Once the tuna steaks hit the grill, do not move them around or they may tear. This recipe is for tuna that is still pink in the middle (medium-rare). Increase the cooking time for tuna that is more cooked through. —Vance E. Werner Jr., Franklin, Wisconsin
Tuna with Tuscan White Bean Salad Recipe photo by Taste of Home

Ingredients

  • 1 can (15 ounces) cannellini beans, rinsed and drained
  • 3 celery ribs, finely chopped
  • 1 medium sweet red pepper, finely chopped
  • 1 plum tomato, seeded and finely chopped
  • 1/2 cup fresh basil leaves, thinly sliced
  • 1/4 cup finely chopped red onion
  • 3 tablespoons olive oil
  • 2 tablespoons red wine vinegar
  • 1 tablespoon lemon juice
  • 1/4 teaspoon salt
  • 1/4 teaspoon pepper
  • TUNA:
  • 4 tuna steaks (6 ounces each)
  • 1 tablespoon olive oil
  • 1/4 teaspoon salt
  • 1/4 teaspoon pepper

Directions

  1. In a large bowl, combine the first 6 ingredients.
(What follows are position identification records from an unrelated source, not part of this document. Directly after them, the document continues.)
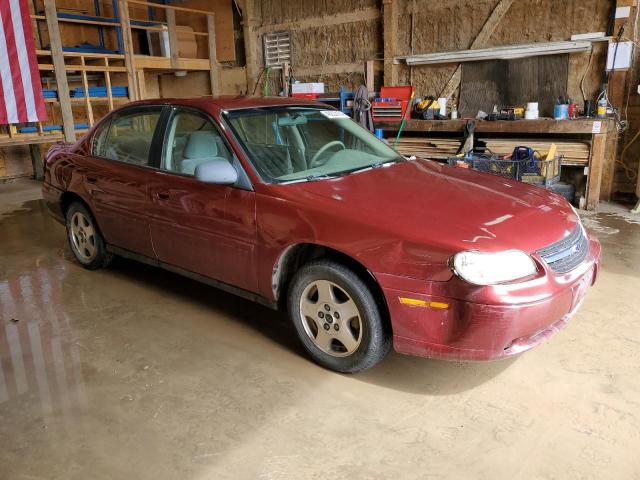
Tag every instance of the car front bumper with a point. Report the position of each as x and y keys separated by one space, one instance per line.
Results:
x=438 y=326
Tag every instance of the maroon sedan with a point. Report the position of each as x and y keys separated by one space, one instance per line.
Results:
x=292 y=203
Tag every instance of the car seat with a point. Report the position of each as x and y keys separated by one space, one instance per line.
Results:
x=201 y=147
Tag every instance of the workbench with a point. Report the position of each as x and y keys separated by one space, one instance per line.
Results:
x=601 y=134
x=33 y=141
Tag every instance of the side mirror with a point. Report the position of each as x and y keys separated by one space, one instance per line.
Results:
x=220 y=172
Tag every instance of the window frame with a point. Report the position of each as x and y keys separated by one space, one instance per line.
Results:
x=243 y=183
x=108 y=122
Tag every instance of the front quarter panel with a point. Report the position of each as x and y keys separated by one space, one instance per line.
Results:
x=283 y=223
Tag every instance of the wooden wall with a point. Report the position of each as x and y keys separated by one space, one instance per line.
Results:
x=331 y=39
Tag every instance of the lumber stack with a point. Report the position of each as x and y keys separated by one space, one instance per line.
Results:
x=574 y=153
x=427 y=147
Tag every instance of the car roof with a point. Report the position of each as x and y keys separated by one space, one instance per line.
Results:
x=229 y=102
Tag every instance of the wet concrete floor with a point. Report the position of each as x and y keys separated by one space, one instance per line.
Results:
x=133 y=372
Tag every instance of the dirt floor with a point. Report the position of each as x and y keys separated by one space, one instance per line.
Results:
x=137 y=373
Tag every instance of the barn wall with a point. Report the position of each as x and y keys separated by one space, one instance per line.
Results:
x=331 y=39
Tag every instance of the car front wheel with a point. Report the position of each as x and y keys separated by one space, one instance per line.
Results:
x=85 y=240
x=337 y=317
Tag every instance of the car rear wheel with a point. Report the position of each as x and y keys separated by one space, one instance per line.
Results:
x=337 y=318
x=85 y=240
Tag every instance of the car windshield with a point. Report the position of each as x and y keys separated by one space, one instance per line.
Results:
x=291 y=143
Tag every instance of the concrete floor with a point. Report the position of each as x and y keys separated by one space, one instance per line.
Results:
x=133 y=372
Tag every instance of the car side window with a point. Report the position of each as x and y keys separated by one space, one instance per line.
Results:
x=128 y=136
x=192 y=139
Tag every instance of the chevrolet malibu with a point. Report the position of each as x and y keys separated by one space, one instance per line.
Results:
x=292 y=204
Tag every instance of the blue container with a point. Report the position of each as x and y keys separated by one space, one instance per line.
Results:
x=561 y=112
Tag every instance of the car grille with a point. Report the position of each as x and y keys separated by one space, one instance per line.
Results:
x=566 y=254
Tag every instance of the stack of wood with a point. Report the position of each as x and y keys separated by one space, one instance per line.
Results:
x=439 y=148
x=574 y=153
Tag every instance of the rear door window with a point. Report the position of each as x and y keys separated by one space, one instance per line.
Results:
x=128 y=136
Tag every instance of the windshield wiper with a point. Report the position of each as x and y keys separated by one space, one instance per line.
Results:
x=320 y=176
x=373 y=166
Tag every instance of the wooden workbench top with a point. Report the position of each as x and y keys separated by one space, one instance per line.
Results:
x=540 y=126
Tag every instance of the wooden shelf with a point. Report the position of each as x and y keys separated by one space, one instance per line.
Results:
x=147 y=62
x=540 y=126
x=91 y=99
x=30 y=139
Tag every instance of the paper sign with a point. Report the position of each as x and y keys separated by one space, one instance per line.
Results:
x=334 y=114
x=622 y=51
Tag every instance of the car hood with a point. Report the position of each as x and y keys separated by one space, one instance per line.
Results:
x=449 y=207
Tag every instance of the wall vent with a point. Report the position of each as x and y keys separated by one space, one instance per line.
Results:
x=277 y=49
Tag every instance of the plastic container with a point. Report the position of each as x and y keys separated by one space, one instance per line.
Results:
x=561 y=112
x=530 y=170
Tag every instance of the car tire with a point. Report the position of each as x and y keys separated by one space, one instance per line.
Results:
x=85 y=239
x=337 y=318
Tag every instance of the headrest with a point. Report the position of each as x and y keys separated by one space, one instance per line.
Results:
x=201 y=144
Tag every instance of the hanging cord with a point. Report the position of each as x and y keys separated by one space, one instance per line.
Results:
x=324 y=61
x=586 y=72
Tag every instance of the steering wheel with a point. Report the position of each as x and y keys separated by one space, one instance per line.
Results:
x=315 y=160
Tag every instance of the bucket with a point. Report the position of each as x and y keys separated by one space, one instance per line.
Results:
x=561 y=112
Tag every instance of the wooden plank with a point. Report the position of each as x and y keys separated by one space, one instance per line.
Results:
x=127 y=41
x=173 y=38
x=609 y=167
x=28 y=139
x=147 y=62
x=59 y=69
x=107 y=83
x=87 y=99
x=481 y=40
x=169 y=7
x=390 y=24
x=369 y=75
x=596 y=164
x=214 y=68
x=541 y=126
x=142 y=85
x=251 y=44
x=36 y=161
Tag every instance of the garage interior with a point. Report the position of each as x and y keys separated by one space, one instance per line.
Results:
x=135 y=372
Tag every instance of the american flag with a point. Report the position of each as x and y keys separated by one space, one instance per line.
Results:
x=20 y=89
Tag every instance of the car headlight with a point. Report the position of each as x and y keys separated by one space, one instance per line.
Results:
x=492 y=268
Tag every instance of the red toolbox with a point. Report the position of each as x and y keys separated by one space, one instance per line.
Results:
x=392 y=104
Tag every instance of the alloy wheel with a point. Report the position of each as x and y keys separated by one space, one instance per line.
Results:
x=83 y=237
x=331 y=318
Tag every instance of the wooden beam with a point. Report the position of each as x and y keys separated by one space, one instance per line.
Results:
x=251 y=43
x=87 y=99
x=174 y=53
x=214 y=70
x=481 y=40
x=127 y=42
x=369 y=75
x=390 y=20
x=596 y=166
x=169 y=7
x=36 y=161
x=142 y=85
x=107 y=83
x=59 y=69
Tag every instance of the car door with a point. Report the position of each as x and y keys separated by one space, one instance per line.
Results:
x=118 y=177
x=200 y=227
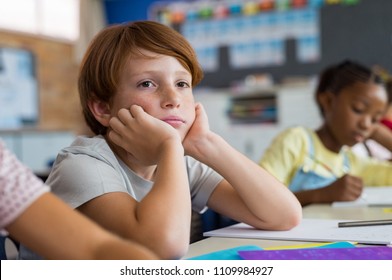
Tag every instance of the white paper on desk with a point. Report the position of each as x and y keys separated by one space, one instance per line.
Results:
x=314 y=230
x=371 y=196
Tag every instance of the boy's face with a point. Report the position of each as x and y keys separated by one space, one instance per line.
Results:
x=161 y=86
x=353 y=113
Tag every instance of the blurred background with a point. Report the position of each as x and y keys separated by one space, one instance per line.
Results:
x=261 y=59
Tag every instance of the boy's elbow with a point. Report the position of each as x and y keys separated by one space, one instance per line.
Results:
x=292 y=220
x=171 y=248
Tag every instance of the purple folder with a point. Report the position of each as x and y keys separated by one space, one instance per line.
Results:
x=357 y=253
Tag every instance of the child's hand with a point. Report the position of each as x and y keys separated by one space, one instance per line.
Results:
x=197 y=134
x=141 y=135
x=346 y=188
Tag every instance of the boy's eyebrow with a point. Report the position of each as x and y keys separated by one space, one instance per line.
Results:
x=180 y=72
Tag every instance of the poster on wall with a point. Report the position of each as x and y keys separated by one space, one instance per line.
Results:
x=18 y=88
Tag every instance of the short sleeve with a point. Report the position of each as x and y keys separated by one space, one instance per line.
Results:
x=19 y=187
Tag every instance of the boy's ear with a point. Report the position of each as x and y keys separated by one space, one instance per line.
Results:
x=100 y=110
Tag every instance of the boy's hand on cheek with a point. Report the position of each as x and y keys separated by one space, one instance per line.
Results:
x=198 y=133
x=141 y=135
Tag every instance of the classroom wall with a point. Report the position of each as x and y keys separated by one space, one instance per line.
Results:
x=57 y=78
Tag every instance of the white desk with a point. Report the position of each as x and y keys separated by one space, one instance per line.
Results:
x=323 y=211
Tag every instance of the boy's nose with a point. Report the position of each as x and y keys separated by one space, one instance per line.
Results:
x=170 y=98
x=366 y=122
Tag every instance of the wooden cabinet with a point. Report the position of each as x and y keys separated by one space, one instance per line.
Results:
x=37 y=149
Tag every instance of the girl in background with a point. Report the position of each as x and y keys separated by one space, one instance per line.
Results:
x=318 y=166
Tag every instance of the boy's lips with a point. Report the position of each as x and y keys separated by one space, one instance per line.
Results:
x=359 y=137
x=174 y=121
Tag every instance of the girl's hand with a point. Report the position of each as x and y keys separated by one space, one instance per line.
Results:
x=141 y=135
x=346 y=188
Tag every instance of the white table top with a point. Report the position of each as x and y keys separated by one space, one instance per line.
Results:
x=322 y=211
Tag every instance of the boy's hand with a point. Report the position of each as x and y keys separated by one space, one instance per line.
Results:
x=346 y=188
x=197 y=134
x=141 y=135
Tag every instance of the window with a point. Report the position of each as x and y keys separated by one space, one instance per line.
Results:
x=53 y=18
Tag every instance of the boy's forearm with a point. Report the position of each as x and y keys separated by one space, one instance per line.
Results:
x=167 y=207
x=263 y=194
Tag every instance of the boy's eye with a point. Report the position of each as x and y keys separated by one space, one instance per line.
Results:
x=182 y=84
x=358 y=109
x=146 y=84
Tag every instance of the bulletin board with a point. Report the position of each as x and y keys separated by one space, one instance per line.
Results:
x=361 y=32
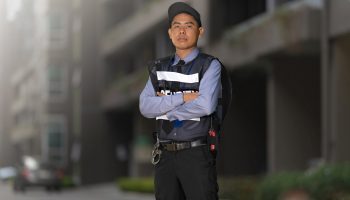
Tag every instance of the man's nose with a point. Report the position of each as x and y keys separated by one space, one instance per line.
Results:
x=182 y=30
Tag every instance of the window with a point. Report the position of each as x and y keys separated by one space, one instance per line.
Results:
x=57 y=30
x=55 y=139
x=57 y=83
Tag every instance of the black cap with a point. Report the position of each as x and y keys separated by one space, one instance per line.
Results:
x=181 y=7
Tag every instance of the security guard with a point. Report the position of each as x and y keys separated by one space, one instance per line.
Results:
x=182 y=94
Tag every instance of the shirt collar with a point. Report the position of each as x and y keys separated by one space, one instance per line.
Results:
x=191 y=56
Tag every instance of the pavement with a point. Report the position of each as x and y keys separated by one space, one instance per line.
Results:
x=106 y=191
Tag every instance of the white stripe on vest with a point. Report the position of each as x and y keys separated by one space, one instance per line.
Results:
x=175 y=76
x=164 y=117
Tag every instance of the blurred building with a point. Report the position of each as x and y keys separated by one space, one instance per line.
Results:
x=289 y=69
x=54 y=81
x=6 y=151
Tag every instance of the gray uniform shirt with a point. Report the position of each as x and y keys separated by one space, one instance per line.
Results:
x=173 y=106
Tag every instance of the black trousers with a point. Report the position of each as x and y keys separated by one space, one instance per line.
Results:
x=188 y=174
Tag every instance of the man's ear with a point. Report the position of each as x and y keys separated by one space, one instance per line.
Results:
x=169 y=32
x=201 y=31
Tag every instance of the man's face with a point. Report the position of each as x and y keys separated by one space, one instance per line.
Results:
x=184 y=32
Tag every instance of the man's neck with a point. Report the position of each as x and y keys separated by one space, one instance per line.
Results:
x=183 y=53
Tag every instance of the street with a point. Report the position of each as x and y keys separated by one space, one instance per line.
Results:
x=96 y=192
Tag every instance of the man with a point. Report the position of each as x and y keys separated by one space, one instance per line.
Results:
x=182 y=94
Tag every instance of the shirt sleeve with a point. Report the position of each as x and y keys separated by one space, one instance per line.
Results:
x=152 y=106
x=206 y=102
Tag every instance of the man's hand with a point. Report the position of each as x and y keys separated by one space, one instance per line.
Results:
x=190 y=96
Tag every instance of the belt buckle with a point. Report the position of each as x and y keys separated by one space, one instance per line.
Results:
x=172 y=147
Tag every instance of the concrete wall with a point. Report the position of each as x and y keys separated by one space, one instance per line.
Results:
x=294 y=136
x=243 y=144
x=340 y=99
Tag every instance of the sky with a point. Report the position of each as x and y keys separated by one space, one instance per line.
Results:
x=12 y=7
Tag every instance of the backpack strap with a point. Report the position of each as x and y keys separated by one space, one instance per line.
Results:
x=155 y=66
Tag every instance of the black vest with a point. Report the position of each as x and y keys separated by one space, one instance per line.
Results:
x=170 y=83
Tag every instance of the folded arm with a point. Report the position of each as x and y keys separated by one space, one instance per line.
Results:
x=206 y=101
x=152 y=106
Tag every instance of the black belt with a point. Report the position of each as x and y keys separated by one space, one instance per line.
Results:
x=177 y=146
In a small bowl, whisk the oil, vinegar, lemon juice, salt and pepper. Pour over bean mixture; toss to coat. Refrigerate until serving.
  2. Brush tuna with oil. Sprinkle with salt and pepper; place on greased grill rack. Cook, covered, over high heat or broil 3-4 in. from the heat until slightly pink in the center for medium-rare, 3-4 minutes on each side. Serve with salad.

Nutrition Facts

1 tuna steak with 1 cup salad: 409 calories, 16g fat (2g saturated fat), 77mg cholesterol, 517mg sodium, 20g carbohydrate (3g sugars, 6g fiber), 45g protein. Diabetic Exchanges: 5 lean meat, 3 fat, 1 starch, 1 vegetable.